India and South Korea stocks may rally more than investors expect this year as investor concerns on the currency and current account problems subside, say Fortis Investments Management.
A strengthening rupee may lure fund inflows, while government initiatives to boost the economy in an election year will help India rebound faster than its peers, said Fortis’s Simon Godfrey said. South Korea’s exports may recover as the global economy picks up, he added.
“The worries on the currencies have stabilized in both countries,” said Godfrey, who helps oversee the equivalent of $264 billion as a senior investment specialist at Fortis Investments in Hong Kong. “Both of them are pretty under- owned.”
Emerging markets were hit harder than their developed peers last year as the global financial crisis and economic recession hurt demand for riskier assets. The MSCI Emerging Markets Index tumbled by a record 54 per cent last year, more than the 42 per cent drop in the MSCI World Index.

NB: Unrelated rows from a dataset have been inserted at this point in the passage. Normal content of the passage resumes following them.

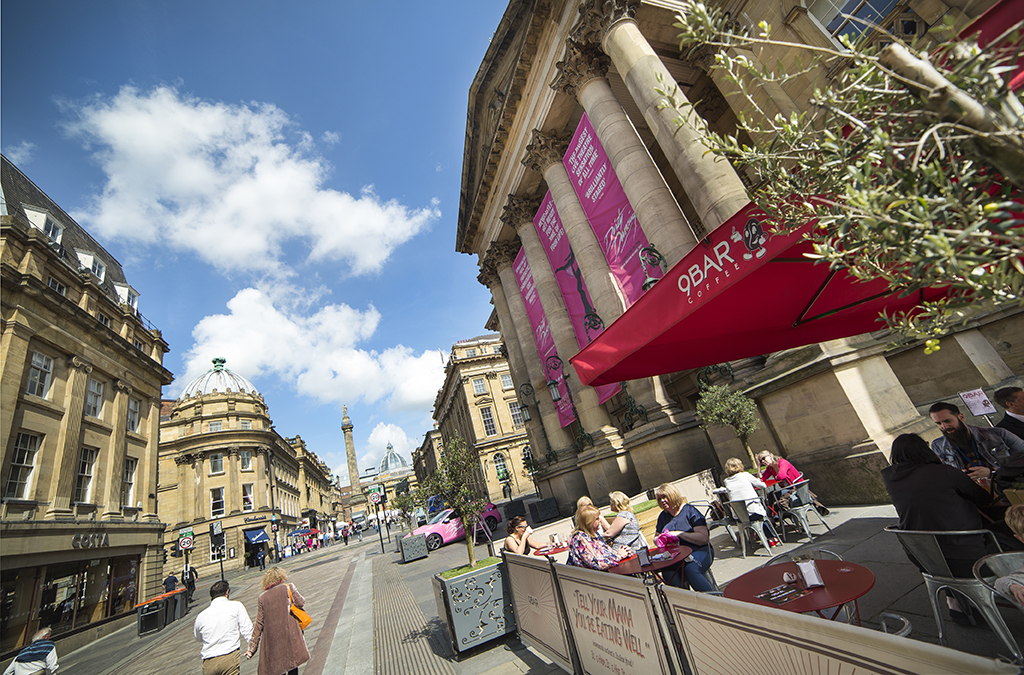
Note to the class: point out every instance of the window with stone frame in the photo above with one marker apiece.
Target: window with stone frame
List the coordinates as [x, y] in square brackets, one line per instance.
[40, 375]
[94, 398]
[216, 502]
[488, 421]
[83, 481]
[23, 465]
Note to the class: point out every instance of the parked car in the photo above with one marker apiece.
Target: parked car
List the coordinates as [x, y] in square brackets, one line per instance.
[445, 528]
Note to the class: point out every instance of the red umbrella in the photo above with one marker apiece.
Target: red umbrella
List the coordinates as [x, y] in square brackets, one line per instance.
[738, 294]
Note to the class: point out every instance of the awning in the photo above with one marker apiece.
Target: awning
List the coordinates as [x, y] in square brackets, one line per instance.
[737, 295]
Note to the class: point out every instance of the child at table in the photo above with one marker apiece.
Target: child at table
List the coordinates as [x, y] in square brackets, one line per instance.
[1012, 585]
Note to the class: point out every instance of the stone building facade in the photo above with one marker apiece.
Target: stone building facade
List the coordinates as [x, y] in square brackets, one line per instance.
[552, 65]
[80, 391]
[480, 403]
[222, 462]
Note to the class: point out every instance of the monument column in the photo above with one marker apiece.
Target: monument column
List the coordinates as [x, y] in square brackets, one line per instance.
[356, 497]
[711, 183]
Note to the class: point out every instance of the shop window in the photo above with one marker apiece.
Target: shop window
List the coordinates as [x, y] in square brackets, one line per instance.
[216, 502]
[83, 483]
[134, 408]
[488, 421]
[22, 465]
[128, 483]
[40, 374]
[94, 398]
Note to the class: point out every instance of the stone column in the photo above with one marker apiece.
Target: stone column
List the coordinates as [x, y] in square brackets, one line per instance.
[232, 501]
[69, 441]
[116, 454]
[357, 498]
[14, 347]
[712, 184]
[500, 278]
[582, 76]
[606, 465]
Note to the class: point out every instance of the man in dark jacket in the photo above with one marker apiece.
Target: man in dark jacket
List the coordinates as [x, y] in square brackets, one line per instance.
[1012, 398]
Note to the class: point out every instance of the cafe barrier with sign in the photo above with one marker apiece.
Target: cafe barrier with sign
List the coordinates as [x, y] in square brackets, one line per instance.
[602, 624]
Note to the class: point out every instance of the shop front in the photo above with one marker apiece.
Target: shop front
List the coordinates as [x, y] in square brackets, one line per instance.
[73, 576]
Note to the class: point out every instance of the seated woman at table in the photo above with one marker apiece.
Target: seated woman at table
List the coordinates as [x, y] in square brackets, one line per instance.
[931, 496]
[776, 468]
[740, 486]
[690, 528]
[588, 549]
[519, 540]
[625, 530]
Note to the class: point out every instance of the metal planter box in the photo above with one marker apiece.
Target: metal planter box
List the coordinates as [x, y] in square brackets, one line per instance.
[414, 547]
[474, 607]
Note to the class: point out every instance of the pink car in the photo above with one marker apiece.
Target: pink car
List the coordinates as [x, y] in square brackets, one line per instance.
[445, 528]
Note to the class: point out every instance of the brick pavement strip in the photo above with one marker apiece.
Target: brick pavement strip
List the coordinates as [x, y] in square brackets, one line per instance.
[401, 639]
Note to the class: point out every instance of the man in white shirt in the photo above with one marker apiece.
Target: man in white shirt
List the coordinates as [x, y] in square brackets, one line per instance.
[220, 627]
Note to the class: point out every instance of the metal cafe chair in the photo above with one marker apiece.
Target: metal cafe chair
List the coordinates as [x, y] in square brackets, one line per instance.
[924, 546]
[799, 512]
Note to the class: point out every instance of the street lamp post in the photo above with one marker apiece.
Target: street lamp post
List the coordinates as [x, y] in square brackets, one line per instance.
[554, 365]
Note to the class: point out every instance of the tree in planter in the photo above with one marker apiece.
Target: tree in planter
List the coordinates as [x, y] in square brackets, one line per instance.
[911, 163]
[454, 481]
[720, 407]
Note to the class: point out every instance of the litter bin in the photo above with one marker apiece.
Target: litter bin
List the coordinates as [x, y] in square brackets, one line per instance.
[151, 617]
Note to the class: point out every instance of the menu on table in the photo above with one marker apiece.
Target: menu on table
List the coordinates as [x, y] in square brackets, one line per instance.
[782, 594]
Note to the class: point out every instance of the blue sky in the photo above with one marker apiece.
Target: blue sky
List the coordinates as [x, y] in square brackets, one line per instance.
[279, 180]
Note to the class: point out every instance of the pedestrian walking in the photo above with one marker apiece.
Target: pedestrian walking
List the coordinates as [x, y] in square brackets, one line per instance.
[219, 628]
[39, 657]
[275, 629]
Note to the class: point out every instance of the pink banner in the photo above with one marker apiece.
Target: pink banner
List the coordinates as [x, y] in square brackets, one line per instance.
[608, 211]
[570, 283]
[542, 333]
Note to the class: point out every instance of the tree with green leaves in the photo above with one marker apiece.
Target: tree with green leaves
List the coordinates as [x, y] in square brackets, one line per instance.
[911, 162]
[456, 481]
[718, 406]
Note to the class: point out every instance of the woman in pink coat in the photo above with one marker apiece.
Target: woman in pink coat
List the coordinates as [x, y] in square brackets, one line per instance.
[284, 646]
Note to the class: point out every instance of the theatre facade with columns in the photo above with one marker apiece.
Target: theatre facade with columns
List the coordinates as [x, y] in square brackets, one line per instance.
[572, 168]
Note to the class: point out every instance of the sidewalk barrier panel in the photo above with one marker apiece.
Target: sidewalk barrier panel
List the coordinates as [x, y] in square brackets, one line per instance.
[540, 613]
[151, 617]
[705, 623]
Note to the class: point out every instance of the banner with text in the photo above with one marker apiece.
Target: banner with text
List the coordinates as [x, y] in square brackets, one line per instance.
[612, 622]
[542, 333]
[570, 283]
[607, 209]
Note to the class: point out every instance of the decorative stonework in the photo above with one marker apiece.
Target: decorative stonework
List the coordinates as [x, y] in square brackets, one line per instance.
[583, 62]
[545, 150]
[519, 210]
[597, 16]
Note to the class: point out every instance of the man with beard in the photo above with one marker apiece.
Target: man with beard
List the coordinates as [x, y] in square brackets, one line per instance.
[984, 454]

Indian government has announced two fiscal stimulus packages that include tax cuts, the injection of capital into banks, and allowing overseas investors to double purchases of debt. These measures and domestic demand will prop up the economy, said Godfrey, who recommends investors hold materials and industrials, health-care and bank stocks.
Worst performers
The rupee declined 19 per cent in 2008 while the South Korean won fell 26 per cent, the two worst performers among 10 currencies in Asia excluding Japan tracked by Bloomberg.

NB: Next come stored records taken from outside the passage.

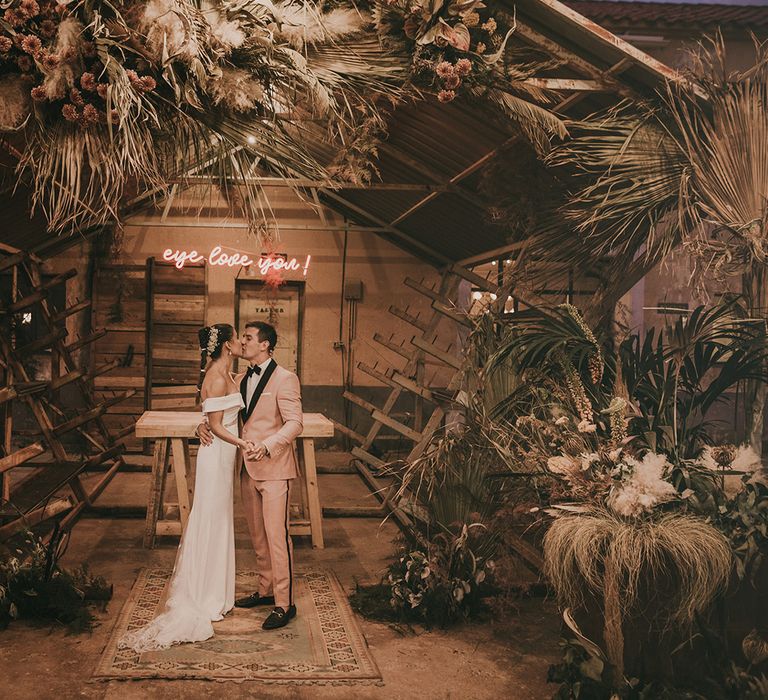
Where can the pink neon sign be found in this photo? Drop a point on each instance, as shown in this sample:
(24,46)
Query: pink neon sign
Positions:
(266,263)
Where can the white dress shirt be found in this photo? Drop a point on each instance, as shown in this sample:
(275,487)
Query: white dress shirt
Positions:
(254,380)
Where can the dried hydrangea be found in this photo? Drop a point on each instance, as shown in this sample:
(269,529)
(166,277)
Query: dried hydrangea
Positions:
(452,82)
(31,44)
(490,25)
(444,69)
(642,486)
(88,82)
(69,112)
(464,67)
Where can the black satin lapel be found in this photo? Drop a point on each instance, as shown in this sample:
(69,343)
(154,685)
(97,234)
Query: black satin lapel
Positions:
(265,375)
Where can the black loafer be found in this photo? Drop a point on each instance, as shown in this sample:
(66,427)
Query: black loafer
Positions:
(251,601)
(279,618)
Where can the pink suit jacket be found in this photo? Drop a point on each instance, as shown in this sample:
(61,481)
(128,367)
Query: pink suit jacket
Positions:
(276,420)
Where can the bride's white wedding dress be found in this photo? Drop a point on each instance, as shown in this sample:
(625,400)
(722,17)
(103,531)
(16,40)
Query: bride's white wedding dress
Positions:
(202,588)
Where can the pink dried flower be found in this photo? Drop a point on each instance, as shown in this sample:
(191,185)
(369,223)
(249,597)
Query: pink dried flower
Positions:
(49,60)
(90,115)
(490,26)
(148,83)
(472,19)
(31,44)
(13,18)
(463,67)
(47,28)
(30,8)
(444,69)
(88,82)
(69,112)
(451,82)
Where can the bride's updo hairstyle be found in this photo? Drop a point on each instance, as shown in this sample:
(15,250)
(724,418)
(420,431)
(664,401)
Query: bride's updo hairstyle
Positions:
(212,339)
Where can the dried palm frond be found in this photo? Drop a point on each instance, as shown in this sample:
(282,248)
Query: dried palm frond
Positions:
(673,171)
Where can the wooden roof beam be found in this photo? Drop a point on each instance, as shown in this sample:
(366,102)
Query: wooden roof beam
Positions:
(569,84)
(387,228)
(575,61)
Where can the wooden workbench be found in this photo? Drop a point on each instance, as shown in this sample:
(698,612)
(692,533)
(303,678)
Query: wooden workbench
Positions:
(172,431)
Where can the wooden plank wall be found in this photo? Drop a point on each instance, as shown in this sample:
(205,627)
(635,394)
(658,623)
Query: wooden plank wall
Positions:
(119,306)
(178,313)
(172,319)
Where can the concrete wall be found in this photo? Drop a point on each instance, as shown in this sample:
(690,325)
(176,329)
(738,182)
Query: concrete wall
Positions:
(380,265)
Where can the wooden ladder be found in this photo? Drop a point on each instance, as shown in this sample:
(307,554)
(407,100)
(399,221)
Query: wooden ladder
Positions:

Investors fled South Korea last year as the country faced an increasing risk of an economic slump after factory production, exports and domestic demand weaken. The economy shrank a larger- than-expected 5.6 per cent last quarter, the biggest contraction since the Asian financial crisis a decade ago.

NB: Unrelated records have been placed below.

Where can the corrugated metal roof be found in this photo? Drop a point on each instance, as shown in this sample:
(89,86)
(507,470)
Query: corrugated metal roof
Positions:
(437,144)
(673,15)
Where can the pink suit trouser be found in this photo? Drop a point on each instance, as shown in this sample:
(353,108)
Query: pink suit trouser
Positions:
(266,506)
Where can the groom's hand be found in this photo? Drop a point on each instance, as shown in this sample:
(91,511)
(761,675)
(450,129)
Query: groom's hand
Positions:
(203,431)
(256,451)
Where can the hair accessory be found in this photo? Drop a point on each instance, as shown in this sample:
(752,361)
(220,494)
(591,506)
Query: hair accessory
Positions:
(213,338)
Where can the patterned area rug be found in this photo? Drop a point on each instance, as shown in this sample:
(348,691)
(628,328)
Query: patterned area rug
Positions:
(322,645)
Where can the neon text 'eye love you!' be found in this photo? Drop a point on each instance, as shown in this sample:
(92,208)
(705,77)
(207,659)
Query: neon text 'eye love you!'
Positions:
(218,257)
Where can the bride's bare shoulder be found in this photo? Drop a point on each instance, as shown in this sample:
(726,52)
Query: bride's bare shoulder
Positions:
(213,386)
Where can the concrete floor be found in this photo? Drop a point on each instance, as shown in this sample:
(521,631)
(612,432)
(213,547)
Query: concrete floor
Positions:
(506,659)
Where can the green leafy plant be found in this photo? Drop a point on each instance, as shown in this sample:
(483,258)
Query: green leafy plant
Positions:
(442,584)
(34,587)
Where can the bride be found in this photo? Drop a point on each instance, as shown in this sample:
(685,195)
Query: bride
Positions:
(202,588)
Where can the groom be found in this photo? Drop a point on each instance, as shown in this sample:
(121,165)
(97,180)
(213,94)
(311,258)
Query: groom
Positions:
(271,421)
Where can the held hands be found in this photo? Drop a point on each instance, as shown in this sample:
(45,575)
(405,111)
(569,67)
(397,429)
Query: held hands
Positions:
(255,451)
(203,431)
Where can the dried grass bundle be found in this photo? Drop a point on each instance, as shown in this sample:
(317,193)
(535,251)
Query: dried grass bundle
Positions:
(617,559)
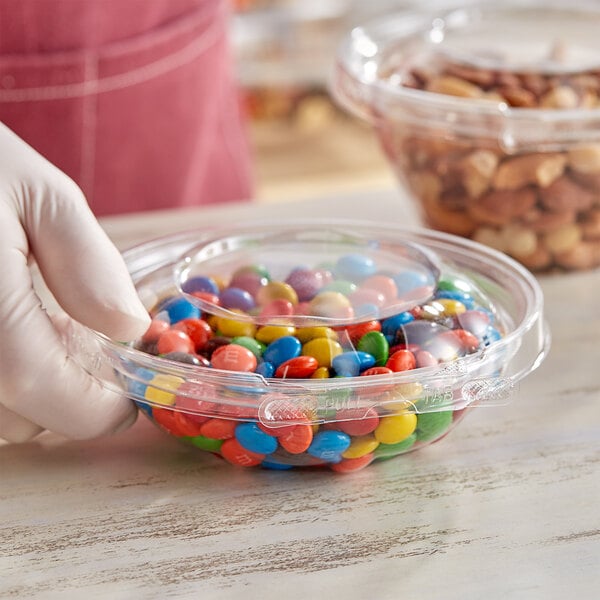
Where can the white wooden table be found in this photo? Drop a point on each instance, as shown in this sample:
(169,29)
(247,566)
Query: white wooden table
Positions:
(507,506)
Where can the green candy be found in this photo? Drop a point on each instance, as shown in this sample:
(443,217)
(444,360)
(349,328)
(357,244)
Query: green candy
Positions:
(204,443)
(384,451)
(453,285)
(375,344)
(432,425)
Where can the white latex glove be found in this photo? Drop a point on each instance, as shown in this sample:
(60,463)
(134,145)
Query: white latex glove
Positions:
(44,216)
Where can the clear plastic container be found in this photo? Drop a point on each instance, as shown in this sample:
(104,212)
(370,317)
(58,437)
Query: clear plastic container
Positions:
(468,319)
(490,115)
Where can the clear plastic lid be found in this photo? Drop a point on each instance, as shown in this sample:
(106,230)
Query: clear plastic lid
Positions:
(308,276)
(501,301)
(557,41)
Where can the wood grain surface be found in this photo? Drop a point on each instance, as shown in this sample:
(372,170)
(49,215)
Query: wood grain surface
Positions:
(506,506)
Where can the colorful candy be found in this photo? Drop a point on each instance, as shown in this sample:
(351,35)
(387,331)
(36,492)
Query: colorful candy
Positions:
(345,427)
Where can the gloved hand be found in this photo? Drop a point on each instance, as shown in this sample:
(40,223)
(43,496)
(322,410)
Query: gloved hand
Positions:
(44,216)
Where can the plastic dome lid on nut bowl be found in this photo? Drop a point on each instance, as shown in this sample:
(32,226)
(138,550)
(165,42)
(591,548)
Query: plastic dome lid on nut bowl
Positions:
(554,39)
(501,305)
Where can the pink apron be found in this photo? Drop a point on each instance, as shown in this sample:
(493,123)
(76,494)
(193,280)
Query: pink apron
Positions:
(134,99)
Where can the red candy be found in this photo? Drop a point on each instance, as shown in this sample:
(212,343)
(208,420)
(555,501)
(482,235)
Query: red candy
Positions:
(299,367)
(156,329)
(175,422)
(401,360)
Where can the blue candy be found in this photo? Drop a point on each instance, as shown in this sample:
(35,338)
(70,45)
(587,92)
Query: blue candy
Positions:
(180,309)
(355,267)
(490,336)
(350,364)
(266,369)
(390,326)
(201,284)
(282,349)
(329,445)
(269,464)
(253,438)
(463,297)
(137,388)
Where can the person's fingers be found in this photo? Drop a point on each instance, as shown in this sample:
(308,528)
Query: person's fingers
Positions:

“Korea’s currency has to hold up and the situation with external debt has to be clarified,” Godfrey said. “But as a very cyclical country, if there is good news, and China imports pick up again, then Korea could be a surprise.”
Credit Suisse Group analysts Sakthi Siva and Kin Nang Chik reiterated an overweight call on South Korean stocks in a report on Thursday, saying the market is “the most under-owned” in emerging Asia and that the nation’s equities have historically performed best as global economic growth bottoms.